The positional tolerance shown would give us a virtual condition diametrical tolerance zone size of 9 – 0.4 (MMC) – 0.3 (perpendicularity) = 8.3 mm.

We also have a refinement of the positional tolerance with a perpendicularity requirement. In this situation, we have a virtual condition size of 9 – 0.4 (MMC) – 0.2 (perpendicularity) = 8.4 mm.

So, if datum H was referenced as a secondary datum, one would use the perpendicularity refinement resulting in a MMB of  9 – 0.4 – 0.2 (perpendicularity) = 8.4 mm.


In our situation, datum H is a tertiary datum and only used for orienting (anti-rotation) the part about datum G so that we are able to confirm all the dimensions. In our situation, we will use the MMB of 9 – 0.4 – 0.3 (positional) = 8.3 mm which includes the positional tolerances rather than its refinement of a perpendicular tolerance.
Here we have 4 holes of 8 +/- 0.3 mm.

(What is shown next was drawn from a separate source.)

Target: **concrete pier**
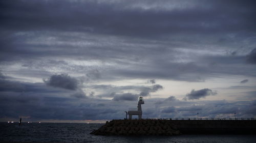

The feature control frame reflects a positional tolerance of a diametrical tolerance zone of 0.25 mm beyond the MMC referencing primary datum A (usually the mounting surface), secondary datum G at MMC (12 mm hole) and tertiary datum H also at MMC (9 mm hole).

We have already discussed that fact that the MMB changes depending upon whether it is a primary, secondary or tertiary datum. If there is any doubt about the MMB, one can reflect the actual MMB size in the feature control frame as shown above using brackets about the MMB size. This method can also be used if MMB size differs from the calculated size.

Let’s say we wanted the MMB size of datum H to be its refinement size of 8.4. One would then replace the 8.3 in the feature control frame with the refined size of 8.4 and that superseded the calculated MMB size.